Philadelphia Newspaper Apologizes for Running ‘Buildings Matter, Too’ Headline After Staff Protest
The Philadelphia Inquirer issued an apology on Wednesday after running a headline that drew intense criticism amid the calls for racial justice over George Floyd’s death.
The newspaper published a column on Tuesday entitled “Buildings Matter, Too,” a spin-off from the phrase “Black Lives Matter.” The article lamented that Philadelphia’s buildings and architecture have been damaged in the riots that coincided with peaceful protests over Floyd’s death. While it acknowledged that “Black people have been the victims of systemic oppression in America for 400 years” and Floyd’s death was a “grotesque” affront to the country’s principles, the piece largely remained focused on the nationwide property damage over the last two weeks and how it detracts from efforts to protest racism.
“You can be appalled and heartbroken by our country’s deadly racism, and yet still quake at what the damage to downtown portends for Philadelphia,” the piece concludes. “Racism is built on strong foundations. The momentary satisfaction of destroying a few buildings does nothing to remove those structures. All it does is weaken our city.”
Following the column’s publication, Huffington Post reported that dozens of Inquirer staffers signed a letter accusing the headline of minimizing injustice by equating racism with property damage. The staffers also said that beyond the headline, they are taking issue with the paper’s past leadership.
We’re tired of shouldering the burden of dragging this 200-year-old institution kicking and screaming into a more equitable age. We’re tired of being told of the progress the company has made and being served platitudes about “diversity and inclusion” when we raise our concerns. We’re tired of seeing our words and photos twisted to fit a narrative that does not reflect our reality. We’re tired of being told to show both sides of issues there are no two sides of.
In light of this outrage, the Inquirer’s editors apologized by saying the “Buildings Matter, Too” headline was “deeply offensive.

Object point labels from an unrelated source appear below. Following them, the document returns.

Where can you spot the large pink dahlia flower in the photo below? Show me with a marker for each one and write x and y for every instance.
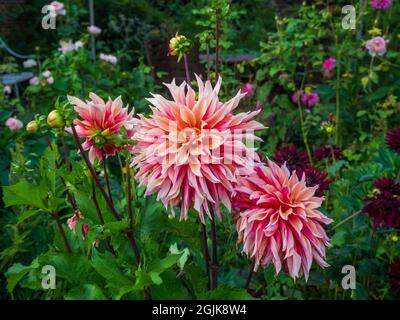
(190, 151)
(101, 122)
(278, 220)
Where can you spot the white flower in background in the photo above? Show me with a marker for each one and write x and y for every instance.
(46, 73)
(7, 89)
(66, 47)
(94, 30)
(34, 81)
(14, 123)
(58, 8)
(29, 63)
(108, 58)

We should not have printed it.” They also acknowledged their staff’s complaints, saying “We hear you and will continue to listen as we work to improve.”
The headline offensively riffed on the Black Lives Matter movement, and suggested an equivalence between the loss of buildings and the lives of black Americans. That is unacceptable. While no such comparison was intended, intent is ultimately irrelevant. An editor’s attempt to capture a columnist’s nuanced argument in a few words went horribly wrong, and the resulting hurt and anger are plain…This incident makes clear that changes are needed, and we are committing to start immediately.